Not every client who was adopted will want to talk about it right away, or possibly at all. As a Counselor, it’s important to not assume that adoption underlies a client’s presenting concerns, but to hear the client out.
“Don’t be surprised or alarmed if a client shuts down your invitation with, ‘I don't know what you're talking about. My adoption was great,’” advises Dr. Bailey. “If that happens, accept it at face value. The client either truly doesn’t see their adoption as a concern, or they aren’t ready to go there yet. Either way, they now know you are a Counselor who isn't afraid to talk about it if they ever change their mind.”
It’s important not to overly focus on a client’s adoption if they do not perceive it as crucial to their presenting issues. As with other elements of working with this population, the key is to recognize the client’s experience and personal context.
“Because not every adopted person will want to talk about their adoption,” says Dr. Bailey. “That is often not the most salient part of their presenting concerns.
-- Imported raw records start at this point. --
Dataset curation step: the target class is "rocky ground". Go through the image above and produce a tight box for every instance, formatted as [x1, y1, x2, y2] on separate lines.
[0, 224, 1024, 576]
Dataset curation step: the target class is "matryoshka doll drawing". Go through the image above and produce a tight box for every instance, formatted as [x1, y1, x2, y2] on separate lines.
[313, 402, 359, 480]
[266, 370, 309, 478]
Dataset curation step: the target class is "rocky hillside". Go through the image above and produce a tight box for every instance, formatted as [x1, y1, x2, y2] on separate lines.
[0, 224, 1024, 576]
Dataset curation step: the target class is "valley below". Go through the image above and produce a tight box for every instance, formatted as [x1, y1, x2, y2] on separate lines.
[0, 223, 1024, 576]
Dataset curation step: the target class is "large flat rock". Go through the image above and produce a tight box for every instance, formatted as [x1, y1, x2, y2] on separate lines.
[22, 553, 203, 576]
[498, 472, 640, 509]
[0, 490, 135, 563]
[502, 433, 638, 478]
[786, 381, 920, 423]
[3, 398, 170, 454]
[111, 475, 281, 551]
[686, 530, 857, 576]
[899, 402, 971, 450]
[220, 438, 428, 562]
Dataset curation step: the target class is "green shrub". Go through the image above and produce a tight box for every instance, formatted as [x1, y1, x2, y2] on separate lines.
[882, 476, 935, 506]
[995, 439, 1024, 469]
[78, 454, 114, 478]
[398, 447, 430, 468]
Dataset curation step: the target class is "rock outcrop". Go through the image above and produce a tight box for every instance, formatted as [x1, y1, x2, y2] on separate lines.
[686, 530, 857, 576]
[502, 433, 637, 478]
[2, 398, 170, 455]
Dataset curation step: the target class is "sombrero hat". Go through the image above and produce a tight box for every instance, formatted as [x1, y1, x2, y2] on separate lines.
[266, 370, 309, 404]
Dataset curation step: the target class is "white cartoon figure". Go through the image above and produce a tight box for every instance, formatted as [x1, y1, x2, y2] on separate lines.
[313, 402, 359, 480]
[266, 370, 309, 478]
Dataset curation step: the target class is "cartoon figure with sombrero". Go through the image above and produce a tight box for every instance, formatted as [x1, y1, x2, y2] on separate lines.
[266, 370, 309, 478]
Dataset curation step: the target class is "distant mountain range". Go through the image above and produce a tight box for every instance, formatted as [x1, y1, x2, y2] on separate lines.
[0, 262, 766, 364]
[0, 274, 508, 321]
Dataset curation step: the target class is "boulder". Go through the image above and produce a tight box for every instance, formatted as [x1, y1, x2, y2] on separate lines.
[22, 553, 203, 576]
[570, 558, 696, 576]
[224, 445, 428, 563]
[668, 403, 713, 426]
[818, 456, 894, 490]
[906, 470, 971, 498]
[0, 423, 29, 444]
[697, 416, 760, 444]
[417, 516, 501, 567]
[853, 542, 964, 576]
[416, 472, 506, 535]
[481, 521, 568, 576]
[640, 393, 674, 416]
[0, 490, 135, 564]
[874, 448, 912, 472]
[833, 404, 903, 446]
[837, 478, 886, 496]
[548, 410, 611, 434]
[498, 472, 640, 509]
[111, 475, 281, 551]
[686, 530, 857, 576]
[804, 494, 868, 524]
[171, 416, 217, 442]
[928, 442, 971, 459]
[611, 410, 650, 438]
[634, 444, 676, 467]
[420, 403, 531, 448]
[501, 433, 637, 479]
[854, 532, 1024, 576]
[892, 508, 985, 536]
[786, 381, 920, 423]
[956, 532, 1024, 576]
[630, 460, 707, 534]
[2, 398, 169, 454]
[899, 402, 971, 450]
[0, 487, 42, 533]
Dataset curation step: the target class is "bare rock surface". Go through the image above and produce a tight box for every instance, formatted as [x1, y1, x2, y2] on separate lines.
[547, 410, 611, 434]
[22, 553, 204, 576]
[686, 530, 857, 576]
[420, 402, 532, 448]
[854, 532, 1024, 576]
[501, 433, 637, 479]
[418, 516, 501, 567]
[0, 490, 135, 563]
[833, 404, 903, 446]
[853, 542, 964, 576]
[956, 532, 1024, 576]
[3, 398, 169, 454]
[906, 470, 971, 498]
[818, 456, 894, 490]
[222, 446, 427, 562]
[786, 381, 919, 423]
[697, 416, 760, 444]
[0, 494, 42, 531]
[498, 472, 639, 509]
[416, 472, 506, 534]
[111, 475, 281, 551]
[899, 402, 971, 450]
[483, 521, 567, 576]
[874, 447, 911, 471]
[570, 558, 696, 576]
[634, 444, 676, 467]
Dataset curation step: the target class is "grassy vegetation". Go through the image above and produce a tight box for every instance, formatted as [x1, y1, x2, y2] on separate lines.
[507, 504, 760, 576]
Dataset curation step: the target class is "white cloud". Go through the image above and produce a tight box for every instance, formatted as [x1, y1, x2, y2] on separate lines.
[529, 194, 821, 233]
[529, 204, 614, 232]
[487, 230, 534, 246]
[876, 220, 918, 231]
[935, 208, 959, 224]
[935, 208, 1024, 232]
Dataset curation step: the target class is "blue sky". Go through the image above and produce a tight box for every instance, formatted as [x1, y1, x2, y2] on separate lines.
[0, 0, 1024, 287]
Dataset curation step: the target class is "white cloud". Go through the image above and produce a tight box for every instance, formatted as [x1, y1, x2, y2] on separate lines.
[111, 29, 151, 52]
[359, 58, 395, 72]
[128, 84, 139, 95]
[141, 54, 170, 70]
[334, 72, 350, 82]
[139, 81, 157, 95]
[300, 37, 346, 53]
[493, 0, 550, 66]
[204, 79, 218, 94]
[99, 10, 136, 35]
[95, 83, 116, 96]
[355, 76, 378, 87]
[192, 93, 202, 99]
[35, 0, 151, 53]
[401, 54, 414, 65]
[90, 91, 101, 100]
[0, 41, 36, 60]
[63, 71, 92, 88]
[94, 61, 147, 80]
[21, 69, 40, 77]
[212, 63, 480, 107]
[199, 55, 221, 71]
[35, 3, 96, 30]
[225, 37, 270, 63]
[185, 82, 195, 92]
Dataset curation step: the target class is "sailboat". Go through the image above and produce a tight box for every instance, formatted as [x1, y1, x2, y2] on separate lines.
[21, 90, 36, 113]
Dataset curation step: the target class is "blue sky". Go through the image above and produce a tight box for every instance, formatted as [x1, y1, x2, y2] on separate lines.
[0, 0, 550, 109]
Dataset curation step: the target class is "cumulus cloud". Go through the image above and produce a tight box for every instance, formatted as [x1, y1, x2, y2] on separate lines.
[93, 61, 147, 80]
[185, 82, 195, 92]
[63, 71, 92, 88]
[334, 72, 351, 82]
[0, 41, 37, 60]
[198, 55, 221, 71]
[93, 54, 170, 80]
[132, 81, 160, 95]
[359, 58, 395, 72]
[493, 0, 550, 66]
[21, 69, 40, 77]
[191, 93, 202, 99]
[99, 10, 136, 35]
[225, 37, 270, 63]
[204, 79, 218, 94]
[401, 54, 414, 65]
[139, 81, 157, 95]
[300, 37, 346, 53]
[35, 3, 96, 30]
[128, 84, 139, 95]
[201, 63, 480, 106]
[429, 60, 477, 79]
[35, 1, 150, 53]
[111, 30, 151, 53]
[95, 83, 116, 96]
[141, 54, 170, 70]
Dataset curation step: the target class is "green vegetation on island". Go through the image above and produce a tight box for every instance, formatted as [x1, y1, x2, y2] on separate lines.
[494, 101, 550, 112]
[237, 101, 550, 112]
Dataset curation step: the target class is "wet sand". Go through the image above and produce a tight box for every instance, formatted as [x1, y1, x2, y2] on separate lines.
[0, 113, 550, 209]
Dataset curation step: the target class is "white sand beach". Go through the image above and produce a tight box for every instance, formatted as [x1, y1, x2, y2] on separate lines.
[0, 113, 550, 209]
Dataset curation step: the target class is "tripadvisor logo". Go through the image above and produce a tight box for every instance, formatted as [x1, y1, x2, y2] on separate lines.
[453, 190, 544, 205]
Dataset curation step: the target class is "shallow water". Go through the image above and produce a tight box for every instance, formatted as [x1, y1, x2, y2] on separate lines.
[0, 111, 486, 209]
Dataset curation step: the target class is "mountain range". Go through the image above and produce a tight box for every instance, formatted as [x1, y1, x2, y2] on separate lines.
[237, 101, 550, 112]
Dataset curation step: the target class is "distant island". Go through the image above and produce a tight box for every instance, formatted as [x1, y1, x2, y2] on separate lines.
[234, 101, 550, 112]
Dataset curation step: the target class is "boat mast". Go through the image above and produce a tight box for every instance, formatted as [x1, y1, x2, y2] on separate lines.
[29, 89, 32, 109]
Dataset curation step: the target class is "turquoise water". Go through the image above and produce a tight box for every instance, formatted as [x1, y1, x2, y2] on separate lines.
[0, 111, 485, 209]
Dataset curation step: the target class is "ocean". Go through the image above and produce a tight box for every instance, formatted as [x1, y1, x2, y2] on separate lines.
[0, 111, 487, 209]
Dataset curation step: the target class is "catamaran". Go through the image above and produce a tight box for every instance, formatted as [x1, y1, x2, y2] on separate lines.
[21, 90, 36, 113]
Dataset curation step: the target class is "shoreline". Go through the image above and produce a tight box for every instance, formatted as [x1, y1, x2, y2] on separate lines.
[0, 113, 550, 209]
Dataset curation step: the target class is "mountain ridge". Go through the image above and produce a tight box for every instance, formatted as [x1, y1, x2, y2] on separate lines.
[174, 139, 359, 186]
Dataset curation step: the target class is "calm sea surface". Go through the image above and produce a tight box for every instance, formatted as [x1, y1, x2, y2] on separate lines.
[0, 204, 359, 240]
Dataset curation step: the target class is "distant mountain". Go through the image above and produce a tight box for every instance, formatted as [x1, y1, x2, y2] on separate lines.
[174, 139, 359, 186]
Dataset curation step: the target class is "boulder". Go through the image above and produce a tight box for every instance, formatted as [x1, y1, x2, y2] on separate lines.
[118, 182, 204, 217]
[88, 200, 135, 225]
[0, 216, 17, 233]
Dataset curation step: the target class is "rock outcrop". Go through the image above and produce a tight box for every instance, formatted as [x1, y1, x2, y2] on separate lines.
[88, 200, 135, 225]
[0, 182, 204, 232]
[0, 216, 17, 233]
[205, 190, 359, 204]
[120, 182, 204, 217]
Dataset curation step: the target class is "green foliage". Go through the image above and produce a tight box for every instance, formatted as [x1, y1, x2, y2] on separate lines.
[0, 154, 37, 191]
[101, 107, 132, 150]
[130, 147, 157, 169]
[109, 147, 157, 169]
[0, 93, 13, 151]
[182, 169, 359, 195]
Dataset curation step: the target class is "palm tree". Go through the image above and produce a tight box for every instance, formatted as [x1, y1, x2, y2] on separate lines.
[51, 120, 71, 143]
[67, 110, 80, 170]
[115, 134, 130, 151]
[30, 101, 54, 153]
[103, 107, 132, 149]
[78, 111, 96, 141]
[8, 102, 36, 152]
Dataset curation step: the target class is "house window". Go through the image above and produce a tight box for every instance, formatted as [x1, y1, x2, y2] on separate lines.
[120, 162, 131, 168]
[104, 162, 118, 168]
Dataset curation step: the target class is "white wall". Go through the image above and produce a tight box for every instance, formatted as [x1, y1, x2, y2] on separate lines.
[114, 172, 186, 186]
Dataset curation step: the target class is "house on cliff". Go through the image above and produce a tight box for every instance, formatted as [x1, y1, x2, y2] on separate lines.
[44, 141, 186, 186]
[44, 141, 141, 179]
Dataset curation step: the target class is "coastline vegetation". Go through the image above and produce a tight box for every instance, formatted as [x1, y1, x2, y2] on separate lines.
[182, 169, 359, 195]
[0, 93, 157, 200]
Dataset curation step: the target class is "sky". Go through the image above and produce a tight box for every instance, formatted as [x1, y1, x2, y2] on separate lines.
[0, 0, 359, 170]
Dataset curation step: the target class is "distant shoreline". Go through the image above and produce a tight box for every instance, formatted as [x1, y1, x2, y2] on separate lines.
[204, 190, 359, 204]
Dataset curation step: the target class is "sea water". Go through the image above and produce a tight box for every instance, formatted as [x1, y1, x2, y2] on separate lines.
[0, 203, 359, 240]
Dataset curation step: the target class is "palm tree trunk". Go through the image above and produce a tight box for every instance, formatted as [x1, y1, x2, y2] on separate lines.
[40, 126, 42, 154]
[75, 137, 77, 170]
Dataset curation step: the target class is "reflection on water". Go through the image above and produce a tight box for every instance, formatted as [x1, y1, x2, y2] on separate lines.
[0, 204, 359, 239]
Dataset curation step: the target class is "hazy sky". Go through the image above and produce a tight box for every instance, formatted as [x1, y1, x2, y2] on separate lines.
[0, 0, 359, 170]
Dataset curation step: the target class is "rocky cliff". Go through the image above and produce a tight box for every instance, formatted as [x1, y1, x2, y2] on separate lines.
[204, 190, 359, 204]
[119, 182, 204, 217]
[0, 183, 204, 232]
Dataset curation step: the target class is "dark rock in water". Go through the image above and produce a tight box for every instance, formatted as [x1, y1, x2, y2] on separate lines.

For you as a Counselor, though, remembering that there may be some connections there, even if they’re never voiced, to help you conceptualize your client, I think that can be a real gift in the clinical space working with adopted people.”
References
Branco, S. F., Kim, J., Newton, G., Cooper-Lewter, S. K., & O’Loughlin, P. (2023). Out of the fog and into consciousness: A model of adoptee awareness. International Body Psychotherapy Journal, 22(1), 53–66.